Saudi Aramco and Japan’s Sumitomo Chemical Company are likely to delay the development of the second phase of the massive PetroRabigh petrochemicals complex by over a year as the project is reconfigured and a new feasibility study undertaken.
Sources close to the project say that the two partners had initially hoped that a project finance deal for the scheme would be in place before the end of the year. That now looks unlikely to occur until early 2013, meaning the project could be up to 18 months behind schedule.
|PetroRabigh net profit (SRm)|
|Third quarter 2009||-844.7|
|Fourth quarter 2009||-323.7|
|First quarter 2010||271.5|
|Second quarter 2010||121.8|
|Fourth quarter 2010||52.6|
|First quarter 2011||698.5|
“The delay is because after the feasibility study was completed, it was decided that the project needed to be reconfigured and a new feasibility study done,” says a source in Saudi Arabia close to the project.
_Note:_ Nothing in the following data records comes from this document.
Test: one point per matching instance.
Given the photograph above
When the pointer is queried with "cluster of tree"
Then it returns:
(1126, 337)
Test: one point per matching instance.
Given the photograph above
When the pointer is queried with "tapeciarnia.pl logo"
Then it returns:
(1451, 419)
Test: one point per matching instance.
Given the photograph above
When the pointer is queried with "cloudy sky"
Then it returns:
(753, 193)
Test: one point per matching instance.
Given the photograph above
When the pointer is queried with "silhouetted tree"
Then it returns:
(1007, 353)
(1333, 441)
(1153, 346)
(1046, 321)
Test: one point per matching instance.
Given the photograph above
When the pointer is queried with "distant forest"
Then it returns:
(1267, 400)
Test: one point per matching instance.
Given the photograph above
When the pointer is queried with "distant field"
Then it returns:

Japan’s JGC, which was awarded the contract for the front-end engineering and design (feed) in mid-2009, is expected to have to redo a lot of its work on the project. “Aramco is looking to have certain aspects of the feed reconfigured and JGC will have to comply with any changes they are told to make,” says a source close to Aramco says. “This will take time.”
Several engineering, procurement and construction (EPC) contractors interested in the project confirmed the scheme was now expecting delays.
Delays to the project may actually turn out well for the sponsors. The scheme, expected to be similar in size to the $10bn phase one, would have been in the market at the same time as another massive Aramco project, the Jubail petrochemicals complex being developed in joint venture with the US Dow Chemicals, expected to cost around $18bn.
“Aramco has got enough happening at the moment and [PetroRabigh] phase one is already up and running so there is no need to rush,” one contracting source says. “Putting some time between this and the Aramco Dow project will be beneficial in the long run.”